Mas isso não durou muito tempo, pois já no fim do século 19 o pinheirinho também conquistaria as salas de estar católicas. Decisiva para sua difusão foi a guerra franco-prussiana de 1870, conta o etnólogo. "Na época, por ordem das lideranças militares [alemãs], árvores de Natal foram dispostas nas trincheiras, como sinal dos laços com a pátria."
Ao que tudo indica, a ideia espalhou-se rapidamente pelo mundo. Pois a primeira árvore pública, exposta numa praça e enfeitada com guirlandas, foi registrada no Natal de 1910, não na Alemanha, mas sim em Nova York. Com a propagação do símbolo para além dos limites das confissões, desapareceu gradualmente a lenda de Martinho Lutero.
Lenda do paganismo
Em compensação, até hoje circula o boato que esse costume da árvore decorada proviria de culto pagão. Ledo engano. Segundo pesquisas, a árvore natalina viria dos autos medievais sobre o Paraíso, onde, no dia 24 de dezembro, se erguia a "Árvore do Bem e do Mal", sob a qual era encenada a queda de Adão e Eva.

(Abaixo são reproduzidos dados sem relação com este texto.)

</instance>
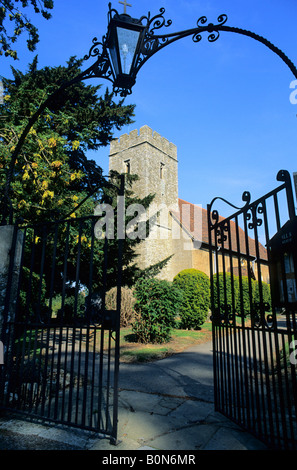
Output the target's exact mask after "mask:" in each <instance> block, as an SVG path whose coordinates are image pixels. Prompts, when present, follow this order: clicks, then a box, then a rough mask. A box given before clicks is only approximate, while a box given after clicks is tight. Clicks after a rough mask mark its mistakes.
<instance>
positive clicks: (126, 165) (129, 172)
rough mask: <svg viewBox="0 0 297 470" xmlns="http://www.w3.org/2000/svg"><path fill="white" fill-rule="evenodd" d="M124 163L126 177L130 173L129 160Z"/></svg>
mask: <svg viewBox="0 0 297 470" xmlns="http://www.w3.org/2000/svg"><path fill="white" fill-rule="evenodd" d="M124 163H125V173H126V174H127V175H130V173H131V165H130V160H126V161H125V162H124Z"/></svg>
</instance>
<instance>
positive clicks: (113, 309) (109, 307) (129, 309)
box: [105, 287, 135, 327]
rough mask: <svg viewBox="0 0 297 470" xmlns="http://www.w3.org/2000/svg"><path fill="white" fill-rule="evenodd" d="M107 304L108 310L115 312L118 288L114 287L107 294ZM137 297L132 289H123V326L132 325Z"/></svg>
mask: <svg viewBox="0 0 297 470" xmlns="http://www.w3.org/2000/svg"><path fill="white" fill-rule="evenodd" d="M105 304H106V308H107V310H115V309H116V306H117V288H116V287H113V288H112V289H110V290H109V291H108V292H107V293H106V299H105ZM134 305H135V297H134V293H133V290H132V289H129V288H128V287H122V290H121V326H122V327H125V326H128V325H130V324H131V323H132V321H133V320H134V317H135V310H134Z"/></svg>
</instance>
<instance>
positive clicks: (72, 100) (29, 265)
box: [0, 58, 166, 315]
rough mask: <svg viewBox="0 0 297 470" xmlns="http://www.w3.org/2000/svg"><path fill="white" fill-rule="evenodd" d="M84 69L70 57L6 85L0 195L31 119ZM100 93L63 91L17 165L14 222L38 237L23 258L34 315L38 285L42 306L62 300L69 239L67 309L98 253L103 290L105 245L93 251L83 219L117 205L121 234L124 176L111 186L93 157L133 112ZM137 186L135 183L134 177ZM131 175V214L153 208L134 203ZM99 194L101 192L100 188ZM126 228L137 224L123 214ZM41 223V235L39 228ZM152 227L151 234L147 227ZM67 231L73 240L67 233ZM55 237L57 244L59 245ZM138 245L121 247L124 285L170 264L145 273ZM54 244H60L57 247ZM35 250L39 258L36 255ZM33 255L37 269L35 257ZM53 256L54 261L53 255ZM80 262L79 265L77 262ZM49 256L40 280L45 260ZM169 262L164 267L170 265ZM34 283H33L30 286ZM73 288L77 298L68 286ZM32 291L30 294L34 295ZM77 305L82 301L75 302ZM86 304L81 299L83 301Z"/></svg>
mask: <svg viewBox="0 0 297 470" xmlns="http://www.w3.org/2000/svg"><path fill="white" fill-rule="evenodd" d="M80 65H81V62H80V61H78V60H76V59H75V58H71V59H70V60H69V62H68V63H67V65H66V66H64V67H62V66H61V67H55V68H50V67H45V68H44V69H41V70H38V69H37V59H34V61H33V63H32V64H31V65H30V66H29V70H28V72H27V73H25V74H24V73H22V72H20V71H18V70H16V69H14V68H12V71H13V79H11V80H8V79H4V80H3V82H4V86H5V96H4V103H3V105H0V120H1V130H0V190H1V191H2V192H3V191H4V188H5V183H6V175H7V168H8V167H9V164H10V159H11V154H12V152H13V151H14V148H15V145H16V143H17V142H18V139H19V137H20V135H21V134H22V132H23V129H24V127H25V126H26V124H27V122H28V120H29V118H30V117H31V116H32V114H34V112H35V111H36V109H38V108H39V106H40V105H41V103H43V102H44V101H45V99H46V98H47V96H48V95H50V94H51V93H52V92H53V91H55V90H56V89H58V88H59V87H60V85H61V83H63V82H66V81H68V80H69V79H71V78H72V77H76V76H77V75H78V74H79V72H80ZM99 90H100V86H96V87H95V86H91V85H88V86H86V85H85V84H84V83H82V82H80V83H77V84H76V85H73V86H72V87H69V88H67V89H65V90H64V91H63V92H62V93H61V95H60V96H59V99H57V100H55V101H54V102H52V103H51V105H50V106H49V107H48V108H47V109H45V111H44V113H43V114H42V115H41V116H40V117H39V118H38V120H37V121H36V123H35V124H34V126H33V127H32V128H31V130H30V133H29V135H28V136H27V138H26V140H25V143H24V145H23V147H22V150H21V152H20V154H19V155H18V159H17V162H16V166H15V171H14V175H13V180H12V184H11V191H10V198H11V201H12V205H13V209H14V213H15V218H22V219H23V221H24V222H25V224H33V223H34V224H35V231H33V229H27V232H26V234H27V238H26V245H25V254H24V263H25V265H24V267H25V268H24V269H25V271H24V272H25V274H26V276H25V277H24V278H23V279H24V282H25V281H26V282H27V284H28V282H31V290H32V289H33V291H34V292H33V294H34V295H33V296H31V300H30V302H31V303H30V306H28V310H27V312H29V313H30V315H31V312H32V314H33V315H34V314H35V312H34V309H35V307H34V305H36V304H37V303H38V301H37V302H36V299H37V298H38V294H37V292H38V290H40V289H39V287H38V285H37V284H38V282H39V285H40V286H41V285H42V299H43V304H44V303H45V302H44V299H45V298H47V299H49V295H50V291H51V296H58V295H60V294H61V284H62V281H63V280H65V279H64V278H63V276H62V273H63V269H64V253H65V250H66V240H67V250H68V252H67V257H68V258H67V260H68V262H67V287H68V291H69V298H67V299H66V301H65V305H67V306H68V307H69V308H68V310H71V309H72V310H73V309H75V305H76V302H75V297H77V294H78V292H80V291H81V289H82V288H83V287H84V286H88V285H89V272H90V259H91V251H92V252H93V255H92V256H93V258H92V260H93V261H92V263H93V280H94V282H93V285H92V287H93V290H100V289H102V285H103V258H104V250H103V245H104V243H105V238H104V237H101V238H95V240H94V242H93V243H94V244H93V246H92V241H91V234H92V230H93V227H92V225H91V224H92V222H91V221H90V220H86V221H84V222H83V223H81V222H80V220H81V217H83V216H89V215H93V214H94V208H95V207H96V206H97V205H98V204H103V203H106V204H112V206H113V209H114V212H115V227H117V216H118V214H117V196H118V188H119V186H120V176H119V175H113V176H112V178H111V179H110V181H108V182H107V181H106V179H105V178H103V176H102V169H101V168H100V167H99V166H98V165H97V164H96V163H95V162H94V161H92V160H88V158H87V152H88V151H89V150H97V149H98V148H99V147H101V146H106V145H108V144H109V142H110V141H111V140H112V138H113V131H114V129H117V130H120V129H121V127H122V126H124V125H125V124H129V123H131V122H132V117H133V111H134V106H132V105H130V106H125V105H124V103H123V100H121V101H120V102H119V103H115V102H114V101H113V94H110V93H109V92H108V91H106V93H105V95H104V96H103V97H101V96H98V92H99ZM134 179H135V177H134ZM132 181H133V176H132V175H129V176H127V180H126V188H127V191H126V197H125V205H126V207H127V206H128V205H130V204H131V203H136V204H142V205H143V206H144V207H145V208H148V206H149V204H150V202H151V201H152V199H153V196H148V197H146V198H144V199H140V198H135V196H134V195H133V193H132V192H131V190H129V187H130V185H131V184H132ZM98 188H99V189H98ZM125 216H126V218H125V225H126V224H127V223H128V222H129V221H131V220H133V214H130V215H129V216H128V215H127V214H126V212H125ZM64 218H66V219H68V220H70V221H71V225H69V226H68V228H67V224H64V225H63V224H61V225H59V229H58V231H57V234H56V235H55V226H54V225H52V226H51V225H48V226H47V227H52V229H50V231H47V233H46V234H45V232H44V227H43V226H42V224H43V223H44V222H49V221H52V220H61V219H64ZM38 223H40V224H41V225H40V230H39V229H38V228H36V224H38ZM146 228H147V227H146ZM67 230H69V234H68V235H67V236H66V234H67ZM55 237H56V240H55V241H54V239H55ZM140 242H141V239H139V238H130V237H126V238H125V239H124V240H123V265H124V268H123V284H124V285H129V286H130V285H132V284H133V283H134V282H135V280H136V279H138V278H139V277H140V276H146V277H150V276H151V275H153V274H154V273H156V272H158V271H159V269H160V268H161V267H162V266H163V265H164V263H158V264H157V265H155V266H152V267H151V268H149V269H147V270H145V271H141V270H140V269H139V268H138V267H136V262H135V257H136V254H135V247H136V246H137V244H138V243H140ZM55 244H56V245H55ZM32 250H33V251H32ZM33 252H34V260H33V261H34V263H33V264H32V258H31V253H33ZM54 253H55V255H54ZM78 255H79V258H78ZM43 257H45V262H44V266H43V272H42V276H41V274H40V260H41V259H42V258H43ZM78 259H79V260H80V271H79V280H78V282H76V280H77V260H78ZM53 260H54V261H55V266H56V271H55V273H56V274H55V278H54V279H52V270H51V267H52V264H53ZM165 262H166V261H165ZM117 266H118V240H117V233H116V232H115V234H114V238H112V239H110V240H108V265H107V278H106V289H107V290H108V289H109V288H111V287H113V286H114V285H116V283H117ZM30 279H31V281H30ZM74 282H75V292H73V289H72V292H70V286H73V283H74ZM25 291H27V288H26V286H25V285H24V291H23V294H24V295H22V305H26V304H27V296H26V295H25ZM28 291H29V290H28ZM77 298H78V297H77ZM79 299H80V300H81V297H80V296H79Z"/></svg>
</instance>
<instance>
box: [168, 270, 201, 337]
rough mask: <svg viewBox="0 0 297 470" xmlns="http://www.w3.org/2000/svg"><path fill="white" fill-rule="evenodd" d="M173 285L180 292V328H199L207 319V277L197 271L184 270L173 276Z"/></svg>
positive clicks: (194, 328)
mask: <svg viewBox="0 0 297 470" xmlns="http://www.w3.org/2000/svg"><path fill="white" fill-rule="evenodd" d="M173 284H174V286H176V287H178V288H179V289H180V290H181V292H182V303H181V305H180V309H179V312H180V322H181V324H180V326H181V328H185V329H198V328H200V326H201V325H203V323H204V322H205V320H206V318H207V314H208V311H209V307H210V282H209V278H208V276H207V275H206V274H205V273H203V272H202V271H198V270H197V269H184V270H183V271H181V272H180V273H178V274H177V275H176V276H175V278H174V279H173Z"/></svg>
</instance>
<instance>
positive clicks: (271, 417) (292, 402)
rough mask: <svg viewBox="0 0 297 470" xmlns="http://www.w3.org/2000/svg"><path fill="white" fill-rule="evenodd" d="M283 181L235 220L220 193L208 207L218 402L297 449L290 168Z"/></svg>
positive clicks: (214, 345) (259, 437)
mask: <svg viewBox="0 0 297 470" xmlns="http://www.w3.org/2000/svg"><path fill="white" fill-rule="evenodd" d="M277 180H278V181H282V182H283V183H282V184H281V185H280V186H279V187H277V188H276V189H275V190H273V191H271V192H270V193H268V194H266V195H265V196H263V197H262V198H260V199H258V200H257V201H255V202H253V203H251V202H250V194H249V193H247V192H246V193H244V195H243V200H244V201H245V202H246V204H245V205H244V207H243V208H241V209H239V208H236V209H238V210H237V211H236V212H235V213H234V214H233V215H232V216H230V217H226V218H223V217H220V216H219V214H218V211H217V210H214V209H213V204H214V203H215V202H216V203H217V202H218V200H220V199H221V198H215V199H214V200H213V201H212V203H211V204H210V205H209V206H208V221H209V241H210V270H211V301H212V321H213V350H214V380H215V406H216V410H217V411H220V412H221V413H223V414H224V415H226V416H227V417H229V418H230V419H232V420H234V421H235V422H236V423H238V424H240V425H241V426H242V427H244V428H245V429H247V430H248V431H250V432H251V433H253V434H254V435H255V436H257V437H258V438H259V439H261V440H262V441H264V442H265V443H266V444H267V445H268V446H269V447H272V448H277V449H296V448H297V422H296V416H297V415H296V413H297V385H296V363H297V361H296V358H297V355H296V352H297V351H296V344H297V327H296V311H297V290H296V272H297V271H296V270H297V222H296V215H295V209H294V199H293V192H292V186H291V179H290V175H289V173H288V172H287V171H284V170H282V171H280V172H279V173H278V175H277ZM221 201H224V203H226V202H227V201H225V200H222V199H221ZM228 204H230V203H228ZM230 205H231V204H230ZM233 207H234V206H233Z"/></svg>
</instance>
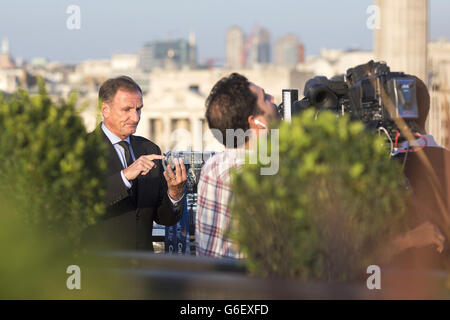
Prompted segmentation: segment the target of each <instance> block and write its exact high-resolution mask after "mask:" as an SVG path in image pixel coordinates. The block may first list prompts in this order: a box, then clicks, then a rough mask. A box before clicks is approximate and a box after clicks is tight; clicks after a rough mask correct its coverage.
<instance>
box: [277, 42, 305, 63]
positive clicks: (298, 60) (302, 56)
mask: <svg viewBox="0 0 450 320" xmlns="http://www.w3.org/2000/svg"><path fill="white" fill-rule="evenodd" d="M303 61H304V57H303V45H302V44H301V43H300V40H299V39H298V37H297V36H296V35H295V34H287V35H285V36H284V37H282V38H279V39H278V40H277V41H276V42H275V64H277V65H282V66H288V67H294V66H296V65H297V64H298V63H302V62H303Z"/></svg>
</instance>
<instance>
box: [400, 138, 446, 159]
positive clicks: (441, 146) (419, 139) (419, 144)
mask: <svg viewBox="0 0 450 320" xmlns="http://www.w3.org/2000/svg"><path fill="white" fill-rule="evenodd" d="M422 137H423V138H418V139H416V140H413V141H403V142H402V144H401V145H400V148H399V150H397V151H396V152H395V155H397V154H400V153H404V152H405V151H400V150H406V149H407V148H408V147H424V146H425V147H435V148H442V146H440V145H438V144H437V143H436V140H434V137H433V136H432V135H430V134H423V135H422ZM424 138H425V139H424Z"/></svg>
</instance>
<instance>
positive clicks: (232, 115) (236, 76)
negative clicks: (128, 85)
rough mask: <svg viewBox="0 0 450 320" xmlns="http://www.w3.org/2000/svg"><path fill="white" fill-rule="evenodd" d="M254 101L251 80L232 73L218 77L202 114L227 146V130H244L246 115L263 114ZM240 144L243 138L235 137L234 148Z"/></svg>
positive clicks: (248, 126) (247, 117)
mask: <svg viewBox="0 0 450 320" xmlns="http://www.w3.org/2000/svg"><path fill="white" fill-rule="evenodd" d="M256 101H257V97H256V95H255V94H254V93H253V92H252V91H251V90H250V82H249V81H248V80H247V78H246V77H244V76H243V75H240V74H238V73H232V74H231V75H229V76H228V77H224V78H222V79H220V80H219V81H218V82H217V83H216V84H215V85H214V87H213V88H212V90H211V93H210V94H209V96H208V98H207V99H206V114H205V116H206V119H207V121H208V125H209V128H210V129H212V132H213V134H214V136H215V138H216V139H217V140H219V141H220V142H221V143H222V144H224V145H225V146H227V144H226V141H225V140H226V139H224V137H226V130H227V129H233V130H238V129H242V130H243V131H244V132H245V131H247V130H248V129H249V128H250V126H249V124H248V117H249V116H251V115H254V116H256V115H258V114H262V113H263V111H261V110H260V109H259V108H258V106H257V103H256ZM216 131H218V132H220V133H221V136H220V134H218V132H216ZM247 140H248V137H245V142H247ZM242 144H243V140H240V139H237V137H235V138H234V142H233V146H234V148H237V147H239V146H241V145H242Z"/></svg>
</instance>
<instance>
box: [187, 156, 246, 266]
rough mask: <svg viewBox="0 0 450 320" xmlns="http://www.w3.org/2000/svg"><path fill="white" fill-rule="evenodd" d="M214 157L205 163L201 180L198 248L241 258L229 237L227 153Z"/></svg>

"Do lado que simbolizava a Redenção, a árvore era enfeitada com maçãs e outras guloseimas; do outro lado, pecaminoso, não havia nada", descreve o estudioso de Bonn.
Após os cultos religiosos, os fiéis podiam se servir da decoração. E nesse caso, assim como nos "autos do Presépio" e nas festas a São Nicolau, muitos católicos deixavam de lado a moral e os bons costumes.
A Martinho Lutero desagradava o apelo sensorial da adoração dos santos na Igreja Católica. Ele queria recolocar Jesus Cristo no centro das festividades e por isso inventou a figura do "Cristo Sagrado", em concorrência a São Nicolau. E durante muitos anos, nas regiões protestantes da Alemanha, era o "Cristo Sagrado" a presentear as crianças, acompanhado por anjos.
Avanço do ecumenismo
No decorrer dos séculos, a figura se transformou no angélico "Menino Jesus", lembra Döring. Mas como essa imagem talvez fosse infantil demais, criou-se no século 19 o Papai Noel, uma espécie de "Nicolau remodelado". Hoje não é mais possível dizer se essa figura nasceu da fantasia dos protestantes ou dos católicos.
"Muitos de nossos costumes natalinos são, hoje, transconfessionais", afirma Alois Döring. Justamente na época do Advento e do Natal, o etnólogo tem observado, nos últimos anos, numerosas ações ecumênicas; católicos e protestantes promovem concertos e festas em conjunto.
"As Igrejas reconheceram que têm que fazer algo, se é para o Natal ser mais que consumo, vinho quente e luzes decorativas", diz Döring. "E isso funciona melhor quando se trabalha junto, e não em concorrência."
Dez palavras associadas ao Natal na Alemanha
O Natal é celebrado em vários países, mas alguns detalhes – e as palavras usadas para descrevê-los – podem revelar diferenças culturais interessantes. Reunimos alguns termos ligados aos rituais natalinos na Alemanha.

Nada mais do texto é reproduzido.